Eligibility and benefits expanded steadily over the years. In 1939, for example, wives and widows over age 65 and children under age 16 began to be eligible to receive dependent benefits.6 In 1950, the program covered “regularly employed farm and domestic workers, self-employed workers (except farmers and professionals), federal civilian employees not under a federal civil service retirement system (e.g., temporary employees), Americans employed outside the United States by American employers, and workers in Puerto Rico and the Virgin Islands. Not-for-profit organizations could elect coverage for their employees (except ministers). State and local governments could elect coverage for their employees not under public employee retirement systems.”7 Amendments in 1954 expanded coverage to include “self-employed farmers, most professional self-employed workers, and most homeworkers.”8

• “When was a SS# required to file a federal tax return?”

The Internal Revenue Service began using the SSN for federal tax reporting in 1962.9

• “Why would there be no record of a man who was @66 years old in 1936 who died in 1947 ever having a SS#?”

The dates and categories set out above pretty much explain it. The system was intended to cover employees under age 64, and Ruth’s guy was older than that. Chances are pretty good, unless he held regular paid employment as an older man and decided to register anyway, that he wasn’t covered, never received benefits — and never got any SSN.

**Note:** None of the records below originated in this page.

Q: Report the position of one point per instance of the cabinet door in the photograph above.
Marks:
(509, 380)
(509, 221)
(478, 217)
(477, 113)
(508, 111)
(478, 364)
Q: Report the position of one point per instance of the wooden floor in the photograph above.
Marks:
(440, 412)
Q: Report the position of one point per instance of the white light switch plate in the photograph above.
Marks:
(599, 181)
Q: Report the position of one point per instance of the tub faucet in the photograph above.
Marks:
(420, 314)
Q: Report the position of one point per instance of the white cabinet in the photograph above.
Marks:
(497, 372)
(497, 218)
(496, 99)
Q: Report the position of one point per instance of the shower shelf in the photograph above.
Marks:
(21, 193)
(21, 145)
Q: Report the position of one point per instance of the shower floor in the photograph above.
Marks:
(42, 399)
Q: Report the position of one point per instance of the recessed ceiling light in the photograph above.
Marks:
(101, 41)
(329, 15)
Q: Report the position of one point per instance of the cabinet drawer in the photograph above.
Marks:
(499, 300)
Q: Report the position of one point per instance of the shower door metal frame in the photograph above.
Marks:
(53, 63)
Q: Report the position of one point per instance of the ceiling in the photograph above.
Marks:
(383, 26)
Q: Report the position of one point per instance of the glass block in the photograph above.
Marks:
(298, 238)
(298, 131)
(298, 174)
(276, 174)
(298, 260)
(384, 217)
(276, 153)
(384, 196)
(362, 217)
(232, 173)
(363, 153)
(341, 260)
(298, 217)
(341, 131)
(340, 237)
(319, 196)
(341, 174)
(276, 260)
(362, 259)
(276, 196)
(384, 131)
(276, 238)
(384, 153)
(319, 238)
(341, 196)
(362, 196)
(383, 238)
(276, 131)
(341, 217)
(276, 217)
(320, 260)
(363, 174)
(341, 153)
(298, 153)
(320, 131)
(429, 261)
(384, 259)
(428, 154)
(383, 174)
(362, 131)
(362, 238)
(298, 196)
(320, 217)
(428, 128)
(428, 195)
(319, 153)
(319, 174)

• “And lastly, any idea whether the database just released” — the Ancestry database of “U.S., Social Security Applications and Claims Index, 1936-2007” — “is complete or is there more to come?”

Great question — and one for which I have no clue as to the answer. Ancestry‘s source information is pretty sketchy, simply citing as original data “Social Security Applications and Claims, 1936-2007.” There are clearly fewer overall records here than in the Social Security Death Index (SSDI) — roughly 49 million, or about half the number in the SSDI — but then there are also some folks in this index who aren’t in the SSDI. So it’s worth checking both — and hoping for more down the road.


SOURCES

Image: Modified from Wikimedia Commons.

  1. See “Social Security Number Randomization,” Social Security Administration (http://www.ssa.gov/ : accessed 28 July 2015).
  2. Meaning of the Social Security Number,” Social Security Bulletin, Vol. 45 No. 11, 1982); PDF version, Social Security Administration (http://www.ssa.gov/ : accessed 29 July 2015).
  3. See Judy G. Russell, “The unexpected cousin,” The Legal Genealogist, posted 6 Sep 2014 (https://www.legalgenealogist.com/blog : accessed 28 July 2015).
  4. Carolyn Puckett, “The Story of the Social Security Number,” Social Security Bulletin, Vol. 69 No. 2, 2009; online version, Social Security Administration (http://www.ssa.gov/ : accessed 27 July 2015).
  5. Ibid.
  6. Geoffrey Kollmann, “Social Security: Summary of Major Changes in the Cash Benefits Program” (2000), Legislative History, Social Security Administration (http://www.ssa.gov/ : accessed 28 July 2015).
  7. Ibid.
  8. Ibid.
  9. Puckett, “The Story of the Social Security Number,” Exhibit 2, “Legislated and regulatory requirements for using Social Security numbers (SSNs), 1943–2008.”